Więcej informacji znajdziesz na stronie głównej Gazeta.pl.
Zakończenie roku szkolnego 2023 zostało zaplanowane na 23 czerwca, co oznacza, że do końca szkoły pozostało jedynie osiem tygodni, czyli 57 dni. Odejmując weekendy, uczniowie w murach placówek spędzą już tylko 41 dni, co oznacza, że na naukę i poprawę ocen końcowych pozostało już niewiele czasu. Tym bardziej że od ogólnej liczny dni, należy odjąć jeszcze dwa długie weekendy: majowy i czerwcowy.
Zanim rozpoczną się wakacje, uczniowie będą mieć dodatkowe wolne na regenerację i odpoczynek. Swój pierwszy długi weekend rozpoczną już po piątkowych zajęciach (28 kwietnia), a do szkół powrócą dopiero 4 maja 2023 roku. Na tym nie koniec, bo kolejny długi weekend, tym razem czerwcowy, również już niedaleko. Uczniowie będą mieć wolne od szkoły nie tylko 8 czerwca (Boże Ciało), ale i dzień później - 9 czerwca.
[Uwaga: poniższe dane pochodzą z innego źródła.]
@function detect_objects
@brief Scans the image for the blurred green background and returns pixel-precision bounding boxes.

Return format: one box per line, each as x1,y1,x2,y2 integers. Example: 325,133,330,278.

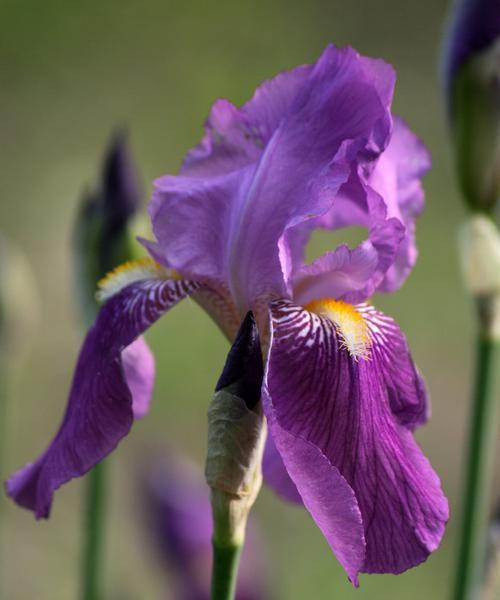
0,0,500,600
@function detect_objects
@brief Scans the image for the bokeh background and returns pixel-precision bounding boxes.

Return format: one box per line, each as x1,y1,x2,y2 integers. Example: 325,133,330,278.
0,0,500,600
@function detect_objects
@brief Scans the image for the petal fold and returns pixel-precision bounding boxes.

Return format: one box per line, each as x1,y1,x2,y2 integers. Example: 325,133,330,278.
6,279,199,518
264,301,448,580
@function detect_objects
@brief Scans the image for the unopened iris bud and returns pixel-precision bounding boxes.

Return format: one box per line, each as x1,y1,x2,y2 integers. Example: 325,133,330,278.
0,236,39,366
205,312,266,547
483,503,500,600
74,132,145,322
443,0,500,214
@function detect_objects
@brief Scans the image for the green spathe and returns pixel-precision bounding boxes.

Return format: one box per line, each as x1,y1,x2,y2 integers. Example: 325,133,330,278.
452,41,500,214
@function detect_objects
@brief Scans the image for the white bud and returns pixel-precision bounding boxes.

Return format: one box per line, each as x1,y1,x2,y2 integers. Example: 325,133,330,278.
205,390,266,546
459,215,500,339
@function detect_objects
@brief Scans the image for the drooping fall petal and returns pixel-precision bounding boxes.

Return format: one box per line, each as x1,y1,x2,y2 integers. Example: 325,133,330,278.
6,279,199,518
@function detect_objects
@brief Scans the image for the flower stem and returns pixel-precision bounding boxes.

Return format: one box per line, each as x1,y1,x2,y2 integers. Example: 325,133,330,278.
452,332,497,600
211,538,242,600
81,462,106,600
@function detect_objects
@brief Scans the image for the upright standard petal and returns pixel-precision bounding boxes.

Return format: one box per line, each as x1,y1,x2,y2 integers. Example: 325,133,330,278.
6,279,199,518
264,301,448,579
229,46,393,306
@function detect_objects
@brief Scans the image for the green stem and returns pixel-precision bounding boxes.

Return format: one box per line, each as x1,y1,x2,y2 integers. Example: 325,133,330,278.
452,333,497,600
211,539,242,600
81,462,106,600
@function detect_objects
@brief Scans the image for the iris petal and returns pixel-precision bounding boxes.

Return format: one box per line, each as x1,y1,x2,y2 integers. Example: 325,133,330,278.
6,280,199,518
264,301,448,578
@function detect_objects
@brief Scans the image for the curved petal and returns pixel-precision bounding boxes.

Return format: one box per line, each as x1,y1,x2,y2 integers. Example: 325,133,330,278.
150,46,394,315
264,404,365,586
149,171,246,281
357,305,430,431
181,65,311,177
262,435,302,504
6,279,199,518
369,118,431,292
291,118,431,294
264,301,448,573
229,46,394,306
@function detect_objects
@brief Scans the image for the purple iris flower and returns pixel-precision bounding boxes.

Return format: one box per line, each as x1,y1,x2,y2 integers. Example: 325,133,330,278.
7,46,448,584
140,453,268,600
443,0,500,102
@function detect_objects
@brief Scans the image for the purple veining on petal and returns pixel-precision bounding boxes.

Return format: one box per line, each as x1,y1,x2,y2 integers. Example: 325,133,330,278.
369,118,431,292
442,0,500,93
262,435,302,504
150,46,394,314
121,336,155,419
265,301,448,576
6,280,199,518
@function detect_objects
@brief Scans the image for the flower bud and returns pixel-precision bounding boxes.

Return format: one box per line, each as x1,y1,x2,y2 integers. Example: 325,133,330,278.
73,133,145,322
483,504,500,600
443,0,500,214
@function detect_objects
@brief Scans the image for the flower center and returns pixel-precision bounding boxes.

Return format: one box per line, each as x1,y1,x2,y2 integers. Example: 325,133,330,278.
304,298,372,360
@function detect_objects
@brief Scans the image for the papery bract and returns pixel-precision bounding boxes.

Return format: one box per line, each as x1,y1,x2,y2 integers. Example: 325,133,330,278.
7,46,448,584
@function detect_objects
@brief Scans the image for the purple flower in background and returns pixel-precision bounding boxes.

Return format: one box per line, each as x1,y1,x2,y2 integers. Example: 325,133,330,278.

Jest to powiązane z tzw. dniami dyrektorskimi, czyli dodatkowymi dniami bez zajęć edukacyjnych, które może zarządzić dyrektor danej placówki.
Po odebraniu świadectw i pożegnaniu z nauczycielami uczniowie rozpoczną wakacje. Jednak w tym roku będą one trwać znacznie dłużej. Wszyscy uczniowie dostaną dodatkowe trzy dni wolnego we wrześniu, a to z uwagi na przesunięcie rozpoczęcia roku szkolnego.
Rozpoczęcie roku szkolnego 2023/24 będzie miało miejsce nie 1, a 4 września 2023 roku. Skąd ta zmiana? Otóż odpowiedzialny jest za nią układ dni. 1 września przypada na piątek, zatem uczniowie nie mieliby lekcji następnego dnia po rozpoczęciu roku, a dopiero po weekendzie
- pisaliśmy w jednym z naszych artykułów.